Momenteel is het zo dat CKI’s in voorkomende gevallen kunnen besluiten om niet te sanctioneren indien er nog onvolkomenheden in het systeem zitten en de certificaathouder daardoor niet aan zijn verplichting m.b.v. het LAVS kan voldoen.
In de toelichting bij het schema is opgenomen dat er drie maanden na de inwerkingtreding van deze regeling een evaluatie van het LAVS plaatsvindt door de betrokken partijen in een regiegroep.
Die evaluatie heeft inmiddels plaatsgevonden en deze regiegroep zal een advies uitbrengen. Dit advies zal worden besproken in de CCvD vergadering van 14 juni a.s. Het CCvD zal dan een definitief advies aan het ministerie van SZW uitbrengen die daarna een besluit zal nemen omtrent het certificatieschema waarin het verplicht gebruik van LAVS is opgenomen.
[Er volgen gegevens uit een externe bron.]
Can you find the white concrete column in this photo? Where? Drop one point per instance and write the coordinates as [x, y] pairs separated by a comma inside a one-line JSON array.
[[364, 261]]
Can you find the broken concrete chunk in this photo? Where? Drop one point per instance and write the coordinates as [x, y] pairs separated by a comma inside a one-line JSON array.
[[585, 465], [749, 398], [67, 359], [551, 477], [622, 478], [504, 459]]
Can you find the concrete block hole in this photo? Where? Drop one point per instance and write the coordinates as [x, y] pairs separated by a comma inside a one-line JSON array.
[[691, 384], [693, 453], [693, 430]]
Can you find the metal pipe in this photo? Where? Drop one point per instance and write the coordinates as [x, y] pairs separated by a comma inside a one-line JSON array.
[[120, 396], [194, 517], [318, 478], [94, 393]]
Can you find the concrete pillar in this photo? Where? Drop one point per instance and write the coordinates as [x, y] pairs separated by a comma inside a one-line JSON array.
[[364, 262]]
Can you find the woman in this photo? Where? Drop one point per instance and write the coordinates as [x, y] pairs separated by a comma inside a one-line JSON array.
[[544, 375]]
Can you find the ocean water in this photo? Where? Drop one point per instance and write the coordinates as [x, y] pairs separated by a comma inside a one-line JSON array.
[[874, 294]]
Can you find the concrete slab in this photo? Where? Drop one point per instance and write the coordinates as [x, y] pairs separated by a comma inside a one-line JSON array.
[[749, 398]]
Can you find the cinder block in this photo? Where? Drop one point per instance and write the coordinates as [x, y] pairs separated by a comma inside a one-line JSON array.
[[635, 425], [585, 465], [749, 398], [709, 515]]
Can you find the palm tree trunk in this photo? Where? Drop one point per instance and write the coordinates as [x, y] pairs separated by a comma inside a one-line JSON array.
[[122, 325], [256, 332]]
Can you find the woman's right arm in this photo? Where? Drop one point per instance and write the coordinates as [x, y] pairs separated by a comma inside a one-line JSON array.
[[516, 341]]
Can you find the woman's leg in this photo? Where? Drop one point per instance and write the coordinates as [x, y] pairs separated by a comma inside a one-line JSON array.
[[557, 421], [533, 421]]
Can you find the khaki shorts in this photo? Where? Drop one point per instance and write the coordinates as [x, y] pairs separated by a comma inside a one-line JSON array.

Tot die tijd zijn de huidige eisen uit het schema en de toelichting daarop gewoon van kracht. CKI’s kunnen in geval van problemen met het LAVS die ertoe leiden dat een certificaathouder het systeem aantoonbaar niet kan gebruiken dus nog steeds betrekken bij hun oordeelvorming in het toezicht. Dit ontslaat een certificaathouder overigens niet van de informatieverplichtingen die op basis van het Arbobesluit bestaan, zoals het tijdig melden van het werk.